It Is Never Too Late to Mend eBook

This eBook from the Gutenberg Project consists of approximately 988 pages of information about It Is Never Too Late to Mend.

It Is Never Too Late to Mend eBook

This eBook from the Gutenberg Project consists of approximately 988 pages of information about It Is Never Too Late to Mend.

Between the central towers is a sharp arch, filled by a huge oak door of the same shape and size, which, for further security or ornament, is closely studded with large diamond-headed nails.  A man with keys at his girdle like the ancient housewives opens the huge door to you with slight effort, so well oiled is it.  You slip under a porch into an inclosed yard, the great door shuts almost of itself, and now it depends upon the housewifely man whether you ever see the vain, idle and every-way objectionable world again.

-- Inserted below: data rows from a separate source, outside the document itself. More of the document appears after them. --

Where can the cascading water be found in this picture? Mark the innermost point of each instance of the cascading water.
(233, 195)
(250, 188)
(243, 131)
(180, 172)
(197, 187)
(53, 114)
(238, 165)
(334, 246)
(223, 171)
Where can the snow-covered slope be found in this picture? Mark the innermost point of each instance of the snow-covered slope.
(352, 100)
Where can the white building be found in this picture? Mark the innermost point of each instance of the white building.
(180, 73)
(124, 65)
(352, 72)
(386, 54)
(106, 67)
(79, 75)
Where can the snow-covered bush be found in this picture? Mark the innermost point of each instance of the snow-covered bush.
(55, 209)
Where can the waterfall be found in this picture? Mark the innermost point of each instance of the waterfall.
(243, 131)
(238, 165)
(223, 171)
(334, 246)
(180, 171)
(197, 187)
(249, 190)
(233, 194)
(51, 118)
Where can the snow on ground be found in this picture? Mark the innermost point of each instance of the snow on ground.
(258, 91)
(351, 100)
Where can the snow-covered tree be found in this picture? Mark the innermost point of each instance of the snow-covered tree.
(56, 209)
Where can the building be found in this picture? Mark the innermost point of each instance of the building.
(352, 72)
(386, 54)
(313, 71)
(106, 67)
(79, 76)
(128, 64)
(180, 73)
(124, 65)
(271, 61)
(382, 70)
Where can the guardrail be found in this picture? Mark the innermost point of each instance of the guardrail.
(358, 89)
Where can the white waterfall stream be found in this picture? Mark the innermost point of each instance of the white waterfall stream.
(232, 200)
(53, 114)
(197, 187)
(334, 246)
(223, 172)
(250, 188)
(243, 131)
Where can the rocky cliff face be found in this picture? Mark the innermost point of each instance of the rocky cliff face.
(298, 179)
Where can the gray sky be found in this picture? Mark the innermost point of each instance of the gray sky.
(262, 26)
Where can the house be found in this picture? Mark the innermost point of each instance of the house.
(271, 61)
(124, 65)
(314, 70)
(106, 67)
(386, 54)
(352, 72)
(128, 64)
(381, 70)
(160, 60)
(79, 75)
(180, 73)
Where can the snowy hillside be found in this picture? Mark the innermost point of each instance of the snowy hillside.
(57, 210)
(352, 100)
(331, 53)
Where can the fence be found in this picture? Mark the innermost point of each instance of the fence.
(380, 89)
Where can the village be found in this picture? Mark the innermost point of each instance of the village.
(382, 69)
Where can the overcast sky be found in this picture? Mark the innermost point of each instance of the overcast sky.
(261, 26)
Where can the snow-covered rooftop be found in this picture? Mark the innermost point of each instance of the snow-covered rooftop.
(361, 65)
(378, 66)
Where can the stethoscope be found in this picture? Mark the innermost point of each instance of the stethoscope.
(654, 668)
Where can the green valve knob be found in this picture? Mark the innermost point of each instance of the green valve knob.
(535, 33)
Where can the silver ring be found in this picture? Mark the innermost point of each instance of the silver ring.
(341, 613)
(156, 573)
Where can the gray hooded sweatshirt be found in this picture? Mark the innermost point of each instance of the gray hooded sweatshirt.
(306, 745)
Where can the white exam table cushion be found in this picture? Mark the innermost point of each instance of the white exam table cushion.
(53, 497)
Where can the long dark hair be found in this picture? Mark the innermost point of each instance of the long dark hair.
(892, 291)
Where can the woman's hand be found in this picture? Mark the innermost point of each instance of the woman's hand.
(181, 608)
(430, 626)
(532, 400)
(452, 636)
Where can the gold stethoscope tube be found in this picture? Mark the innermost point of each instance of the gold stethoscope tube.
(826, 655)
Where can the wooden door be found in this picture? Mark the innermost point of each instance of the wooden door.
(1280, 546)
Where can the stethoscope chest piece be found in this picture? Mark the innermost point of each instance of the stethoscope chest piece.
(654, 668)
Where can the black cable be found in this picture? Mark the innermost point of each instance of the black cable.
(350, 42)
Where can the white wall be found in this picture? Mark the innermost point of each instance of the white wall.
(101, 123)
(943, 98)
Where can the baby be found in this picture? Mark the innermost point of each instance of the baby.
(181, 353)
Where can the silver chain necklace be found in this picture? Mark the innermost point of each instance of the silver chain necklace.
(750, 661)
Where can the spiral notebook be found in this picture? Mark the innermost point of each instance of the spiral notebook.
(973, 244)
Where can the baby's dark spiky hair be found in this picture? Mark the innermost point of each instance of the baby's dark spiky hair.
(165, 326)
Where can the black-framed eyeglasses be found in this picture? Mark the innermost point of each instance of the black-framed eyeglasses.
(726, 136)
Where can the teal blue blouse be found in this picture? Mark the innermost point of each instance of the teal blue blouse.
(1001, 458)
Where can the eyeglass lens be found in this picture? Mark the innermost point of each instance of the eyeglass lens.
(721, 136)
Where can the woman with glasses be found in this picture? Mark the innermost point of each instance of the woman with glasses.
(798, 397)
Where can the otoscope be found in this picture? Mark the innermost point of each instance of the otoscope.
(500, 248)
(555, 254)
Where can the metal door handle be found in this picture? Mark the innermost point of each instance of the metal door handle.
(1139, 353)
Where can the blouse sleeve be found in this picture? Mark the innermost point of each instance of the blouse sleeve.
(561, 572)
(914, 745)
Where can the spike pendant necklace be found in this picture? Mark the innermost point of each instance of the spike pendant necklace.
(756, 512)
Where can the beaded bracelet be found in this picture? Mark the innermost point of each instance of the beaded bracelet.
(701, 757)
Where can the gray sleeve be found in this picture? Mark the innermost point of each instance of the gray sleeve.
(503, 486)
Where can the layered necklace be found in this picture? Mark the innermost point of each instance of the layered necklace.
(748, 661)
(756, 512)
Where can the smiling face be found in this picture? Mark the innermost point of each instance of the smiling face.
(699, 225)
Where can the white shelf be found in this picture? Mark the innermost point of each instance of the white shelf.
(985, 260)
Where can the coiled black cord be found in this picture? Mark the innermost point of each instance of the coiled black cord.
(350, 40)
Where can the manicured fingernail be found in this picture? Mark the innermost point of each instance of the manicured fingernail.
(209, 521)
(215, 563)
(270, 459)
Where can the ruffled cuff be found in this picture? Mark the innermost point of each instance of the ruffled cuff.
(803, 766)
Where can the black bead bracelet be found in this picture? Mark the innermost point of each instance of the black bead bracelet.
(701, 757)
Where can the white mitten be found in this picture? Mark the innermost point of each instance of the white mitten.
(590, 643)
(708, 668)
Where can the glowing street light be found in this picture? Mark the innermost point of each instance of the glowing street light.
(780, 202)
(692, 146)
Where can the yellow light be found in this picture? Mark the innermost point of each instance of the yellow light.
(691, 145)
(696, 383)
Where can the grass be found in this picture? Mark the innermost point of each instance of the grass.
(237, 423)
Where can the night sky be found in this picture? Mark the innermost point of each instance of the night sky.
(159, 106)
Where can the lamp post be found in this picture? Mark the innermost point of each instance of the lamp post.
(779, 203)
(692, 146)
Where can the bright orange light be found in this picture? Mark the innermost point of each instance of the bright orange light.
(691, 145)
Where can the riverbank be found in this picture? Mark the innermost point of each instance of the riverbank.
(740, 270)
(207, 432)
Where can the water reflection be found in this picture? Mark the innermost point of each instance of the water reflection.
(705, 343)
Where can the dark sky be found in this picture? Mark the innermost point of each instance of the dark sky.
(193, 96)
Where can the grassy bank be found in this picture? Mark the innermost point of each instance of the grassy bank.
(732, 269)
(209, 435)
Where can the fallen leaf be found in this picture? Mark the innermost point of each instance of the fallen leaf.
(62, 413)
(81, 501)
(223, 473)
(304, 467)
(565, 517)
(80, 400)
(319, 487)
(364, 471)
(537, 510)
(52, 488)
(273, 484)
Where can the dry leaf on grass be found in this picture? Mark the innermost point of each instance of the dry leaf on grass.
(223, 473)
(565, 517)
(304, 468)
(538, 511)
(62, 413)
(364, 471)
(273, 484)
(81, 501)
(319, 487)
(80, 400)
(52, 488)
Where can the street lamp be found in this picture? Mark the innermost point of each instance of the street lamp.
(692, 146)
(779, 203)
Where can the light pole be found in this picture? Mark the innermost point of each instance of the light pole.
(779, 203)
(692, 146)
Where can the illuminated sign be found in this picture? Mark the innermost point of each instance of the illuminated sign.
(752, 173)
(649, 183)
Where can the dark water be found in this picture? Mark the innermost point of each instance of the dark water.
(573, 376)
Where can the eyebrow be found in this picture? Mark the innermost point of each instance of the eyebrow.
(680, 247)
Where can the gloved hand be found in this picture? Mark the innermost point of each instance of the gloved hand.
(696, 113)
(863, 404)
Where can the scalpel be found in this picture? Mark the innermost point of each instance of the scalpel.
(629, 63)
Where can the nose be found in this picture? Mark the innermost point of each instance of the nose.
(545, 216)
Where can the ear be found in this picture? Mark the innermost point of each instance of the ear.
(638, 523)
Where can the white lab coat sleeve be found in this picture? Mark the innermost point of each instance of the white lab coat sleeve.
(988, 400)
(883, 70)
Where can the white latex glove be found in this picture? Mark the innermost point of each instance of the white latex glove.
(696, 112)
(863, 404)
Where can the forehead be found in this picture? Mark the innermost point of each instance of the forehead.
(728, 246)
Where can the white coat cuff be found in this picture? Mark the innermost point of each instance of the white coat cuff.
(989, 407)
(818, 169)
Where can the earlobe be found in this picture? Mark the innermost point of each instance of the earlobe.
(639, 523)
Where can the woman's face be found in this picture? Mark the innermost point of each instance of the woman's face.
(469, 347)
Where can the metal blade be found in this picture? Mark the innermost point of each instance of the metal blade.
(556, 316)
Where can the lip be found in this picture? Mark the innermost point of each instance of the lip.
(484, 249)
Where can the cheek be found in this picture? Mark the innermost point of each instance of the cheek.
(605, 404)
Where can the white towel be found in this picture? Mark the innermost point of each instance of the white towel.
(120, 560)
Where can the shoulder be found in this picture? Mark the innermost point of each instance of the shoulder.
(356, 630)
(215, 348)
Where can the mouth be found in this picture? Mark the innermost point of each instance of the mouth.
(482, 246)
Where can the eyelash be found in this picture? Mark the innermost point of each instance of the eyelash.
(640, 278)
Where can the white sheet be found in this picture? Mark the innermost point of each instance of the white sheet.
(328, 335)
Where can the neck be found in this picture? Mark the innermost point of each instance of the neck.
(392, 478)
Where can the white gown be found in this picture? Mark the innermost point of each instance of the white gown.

Passing into the interior of the vast building, you find yourself in an extensive aisle traversed at right angles by another of similar dimensions, the whole in form of a cross.  In the center of each aisle is an iron staircase, so narrow that two people cannot pass, and so light and open that it merely ornaments, not obstructs, the view of the aisle.  These staircases make two springs; the first takes them to the level of two corridors on the first floor.  Here there is a horizontal space of about a yard, whence the continuation staircase rises to the second and highest floor.  This gives three corridors, all studded with doors opening on small separate apartments, whereof anon.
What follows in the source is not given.